Induction Hypothesis:

Assume that $P(k)$ is true for some natural number $k$. That is, assume:

$(2k + 7) < (k + 3)^2$

$(2k + 7) < k^2 + 6k + 9$

Inductive Step (n=k+1):

We need to prove that $P(k+1)$ is true, i.e., we need to show that $(2(k+1) + 7) < ((k+1) + 3)^2$.

Simplify the inequality we need to show:

$(2k + 2 + 7) < (k + 4)^2$

$(2k + 9) < k^2 + 8k + 16$

Consider the left side of the statement for $n=k+1$:

LHS$_{k+1} = 2(k+1) + 7 = 2k + 2 + 7 = 2k + 9$.

From the induction hypothesis, we have $2k + 7 < (k+3)^2$.

Add 2 to both sides of this inequality:

$2k + 7 + 2 < (k+3)^2 + 2$

$2k + 9 < k^2 + 6k + 9 + 2$

$2k + 9 < k^2 + 6k + 11$

Now, consider the right side of the inequality for $n=k+1$:

RHS$_{k+1} = (k+4)^2 = k^2 + 8k + 16$.

We need to show that $2k + 9 < k^2 + 8k + 16$.

We know that $2k + 9 < k^2 + 6k + 11$. Let's compare $k^2 + 6k + 11$ with $k^2 + 8k + 16$.

Consider the difference: $(k^2 + 8k + 16) - (k^2 + 6k + 11) = 2k + 5$.

Since $k$ is a natural number, $k \ge 1$. Thus, $2k \ge 2$, and $2k + 5 \ge 2 + 5 = 7$.

Since $7 > 0$, the difference is positive: $(k^2 + 8k + 16) - (k^2 + 6k + 11) > 0$.

This means $k^2 + 6k + 11 < k^2 + 8k + 16$.

Combining the inequalities:

$2k + 9 < k^2 + 6k + 11$ (from adding 2 to the IH)

$k^2 + 6k + 11 < k^2 + 8k + 16$ (as shown above)
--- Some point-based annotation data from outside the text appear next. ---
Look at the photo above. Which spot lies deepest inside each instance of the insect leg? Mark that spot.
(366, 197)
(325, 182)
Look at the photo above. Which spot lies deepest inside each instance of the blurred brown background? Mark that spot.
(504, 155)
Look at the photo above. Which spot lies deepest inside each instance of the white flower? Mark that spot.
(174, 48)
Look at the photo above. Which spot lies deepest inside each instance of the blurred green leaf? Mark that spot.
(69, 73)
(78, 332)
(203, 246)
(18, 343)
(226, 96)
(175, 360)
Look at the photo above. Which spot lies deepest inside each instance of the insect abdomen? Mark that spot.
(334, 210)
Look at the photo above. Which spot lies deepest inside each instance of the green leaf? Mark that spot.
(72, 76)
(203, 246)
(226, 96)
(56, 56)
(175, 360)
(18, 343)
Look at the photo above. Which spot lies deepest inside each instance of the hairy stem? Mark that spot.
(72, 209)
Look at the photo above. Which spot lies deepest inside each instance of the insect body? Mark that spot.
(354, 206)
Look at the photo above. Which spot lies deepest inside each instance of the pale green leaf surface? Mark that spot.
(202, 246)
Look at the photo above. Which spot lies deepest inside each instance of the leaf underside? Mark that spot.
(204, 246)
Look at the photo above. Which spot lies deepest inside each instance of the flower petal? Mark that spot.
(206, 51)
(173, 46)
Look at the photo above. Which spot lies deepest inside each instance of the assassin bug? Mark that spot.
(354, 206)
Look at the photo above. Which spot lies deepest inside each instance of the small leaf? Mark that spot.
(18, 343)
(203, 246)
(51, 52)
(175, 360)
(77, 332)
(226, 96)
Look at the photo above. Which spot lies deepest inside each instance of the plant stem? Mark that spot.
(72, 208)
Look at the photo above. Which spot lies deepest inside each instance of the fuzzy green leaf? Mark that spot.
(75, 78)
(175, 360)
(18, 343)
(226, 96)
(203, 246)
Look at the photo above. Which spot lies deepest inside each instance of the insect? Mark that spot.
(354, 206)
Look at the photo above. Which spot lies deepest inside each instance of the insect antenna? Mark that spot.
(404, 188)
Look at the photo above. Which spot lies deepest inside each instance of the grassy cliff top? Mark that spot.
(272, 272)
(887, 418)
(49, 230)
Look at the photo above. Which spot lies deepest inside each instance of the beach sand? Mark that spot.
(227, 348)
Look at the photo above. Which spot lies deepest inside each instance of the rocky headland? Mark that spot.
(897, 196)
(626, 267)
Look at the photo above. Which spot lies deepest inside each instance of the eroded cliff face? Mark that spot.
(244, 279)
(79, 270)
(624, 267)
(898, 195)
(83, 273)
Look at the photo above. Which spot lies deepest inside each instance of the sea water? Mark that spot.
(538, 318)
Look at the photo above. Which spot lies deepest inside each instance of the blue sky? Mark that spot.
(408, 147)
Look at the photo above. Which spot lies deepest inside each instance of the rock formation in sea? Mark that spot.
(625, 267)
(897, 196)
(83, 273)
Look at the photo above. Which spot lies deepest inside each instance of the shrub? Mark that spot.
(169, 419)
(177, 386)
By the transitive property of inequalities, we have:

$2k + 9 < k^2 + 8k + 16$

$(2(k+1) + 7) < ((k+1) + 3)^2$

This shows that $P(k+1)$ is true.

Conclusion:

By the Principle of Mathematical Induction, the statement $P(n): (2n + 7) < (n + 3)^2$ is true for all natural numbers $n$.